PingAM

Dynamic client registration scripting API

The following bindings are available to dynamic client registration scripts.

The dynamic client registration script is a next-generation script and, therefore, has access to all the next-generation common bindings in addition to those described here.
Binding Description

requestProperties

A map of the properties in the request. Always present.

The keys in the map are as follows:

  • requestUri: The URI of the request.

  • realm: The realm where the request was made.

  • requestParams: The request parameters and posted data where each value is a list of one or more properties.

  • requestHeaders: A map of the request headers. Header names are case-sensitive.

  • requestBody: A map representing the body of the request.

    To mitigate the risk of reflection-type attacks, use OWASP best practices when handling these properties. Find an example in Unsafe use of Reflection.

operation

The dynamic client registration request operation as a String. Possible values: CREATE, UPDATE, and DELETE.

clientIdentity

The ScriptedClient that represents the created or updated client.

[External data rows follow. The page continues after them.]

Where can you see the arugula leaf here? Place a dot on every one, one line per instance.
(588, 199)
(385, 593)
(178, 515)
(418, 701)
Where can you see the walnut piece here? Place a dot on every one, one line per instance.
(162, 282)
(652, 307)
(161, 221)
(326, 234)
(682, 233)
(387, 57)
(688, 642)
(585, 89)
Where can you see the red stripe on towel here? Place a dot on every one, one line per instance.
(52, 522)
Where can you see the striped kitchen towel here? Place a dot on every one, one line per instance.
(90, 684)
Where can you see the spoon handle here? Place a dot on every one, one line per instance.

Use methods such as isAIAgent, setRedirectURIs, and setScope to check or modify the client profile.

Example
if (clientIdentity != null) {
  clientIdentity.setRedirectURIs(["http://www.example.com/redirect"]);
  clientIdentity.setGrantTypes(["client_credentials", "device_code"]);
  clientIdentity.setClientType("Public");
  clientIdentity.setAuthorizationCodeLifeTime(6000);
  clientIdentity.setClientUri(["http://www.example.com/client"]);
  clientIdentity.setDisplayName(["Test"]);
  clientIdentity.setDefaultScopes(["scope_a", "scope_b"]);
  clientIdentity.setClientDescription(["Test"]);
  clientIdentity.setLogoUri(["http://www.example.com/logo"]);
  clientIdentity.setPolicyUri(["http://www.example.com/policy"]);
  clientIdentity.setTosUri(["http://www.example.com/tos"]);

  if (clientIdentity.isAIAgent()) {
    clientIdentity.setClientName(["Test AI Agent"]);
  } else {
    clientIdentity.setClientName(["Test OAuth2 Client"]);
  }
  clientIdentity.store();
}

When AM is integrated with PingIDM, you can use the following methods to access AI agent identity attributes:

getAiAgentIdentityAttributes()

Returns the AI agent identity attributes for the client as a map. If the client isn’t an AI agent, this method returns null.

updateAiAgentIdentityAttributes(attributes)

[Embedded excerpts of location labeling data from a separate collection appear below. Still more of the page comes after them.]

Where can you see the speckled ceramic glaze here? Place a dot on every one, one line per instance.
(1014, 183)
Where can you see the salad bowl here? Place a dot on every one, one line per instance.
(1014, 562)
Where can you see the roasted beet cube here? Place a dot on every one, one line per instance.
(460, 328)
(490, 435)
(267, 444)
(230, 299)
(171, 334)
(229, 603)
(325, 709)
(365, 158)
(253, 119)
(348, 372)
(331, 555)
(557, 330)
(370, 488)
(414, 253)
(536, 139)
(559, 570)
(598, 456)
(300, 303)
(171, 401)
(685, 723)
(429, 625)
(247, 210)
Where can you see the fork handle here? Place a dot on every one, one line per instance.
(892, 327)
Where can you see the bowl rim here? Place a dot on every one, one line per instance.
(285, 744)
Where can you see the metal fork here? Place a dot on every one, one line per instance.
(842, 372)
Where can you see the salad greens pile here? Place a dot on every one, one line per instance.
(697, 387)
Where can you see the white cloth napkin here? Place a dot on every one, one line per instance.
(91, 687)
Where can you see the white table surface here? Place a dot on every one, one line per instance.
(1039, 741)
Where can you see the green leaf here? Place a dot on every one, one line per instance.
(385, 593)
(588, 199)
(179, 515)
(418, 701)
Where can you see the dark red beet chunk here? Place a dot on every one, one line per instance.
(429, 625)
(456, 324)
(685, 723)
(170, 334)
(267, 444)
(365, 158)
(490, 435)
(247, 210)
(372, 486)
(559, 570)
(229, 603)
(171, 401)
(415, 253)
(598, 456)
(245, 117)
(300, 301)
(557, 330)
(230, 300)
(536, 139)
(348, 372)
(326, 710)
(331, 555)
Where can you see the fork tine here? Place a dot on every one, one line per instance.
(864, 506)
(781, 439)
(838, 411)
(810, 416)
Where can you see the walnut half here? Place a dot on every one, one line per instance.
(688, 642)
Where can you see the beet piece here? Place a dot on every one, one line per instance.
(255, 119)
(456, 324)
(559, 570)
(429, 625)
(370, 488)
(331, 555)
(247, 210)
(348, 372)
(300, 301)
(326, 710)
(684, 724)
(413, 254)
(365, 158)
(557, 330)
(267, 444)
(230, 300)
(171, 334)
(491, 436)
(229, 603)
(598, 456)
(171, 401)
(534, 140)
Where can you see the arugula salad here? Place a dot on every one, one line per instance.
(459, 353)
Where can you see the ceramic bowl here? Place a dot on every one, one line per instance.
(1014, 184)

Patches the underlying PingIDM object with the supplied attributes map. The supplied attributes are merged with existing ones, so you don’t need to retrieve the full attribute set first. To remove an existing key, supply null as its value. If the client isn’t an AI agent, this method has no effect.

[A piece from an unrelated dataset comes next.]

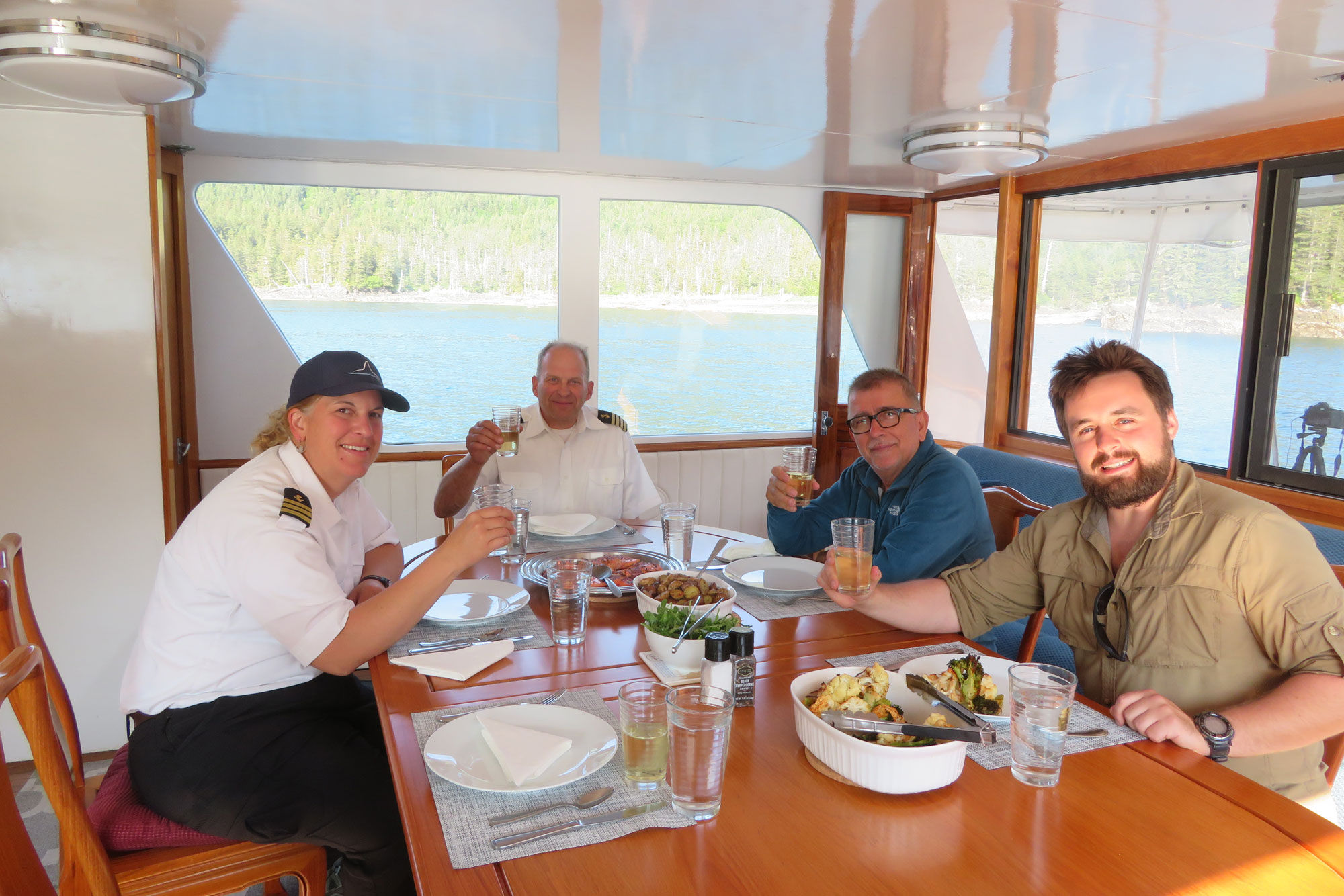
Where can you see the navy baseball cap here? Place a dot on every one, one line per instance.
(342, 374)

Example AI agent identity attribute methods
if (operation === "CREATE" && clientIdentity.isAIAgent()) {
  // Output the default AI agent attributes
  logger.debug("AI attributes: " + clientIdentity.getAiAgentIdentityAttributes());
  // Define new custom attribute values
  var attribs = {
    "description": "Example description",
    "customAttributes": {
        "foo": "bar"
    }
  };
  // Update the AI agent identity with custom attribute values
  try {
    clientIdentity.updateAiAgentIdentityAttributes(attribs);
  } catch (e) {
      logger.error("Failed to update AI agent identity attributes", e);
  }
}
This binding is null if the operation is DELETE.

softwareStatement

A map representing the decoded JWT of the software statement from the request, including the issuer and required claims.

This is an empty map if no software statement is provided.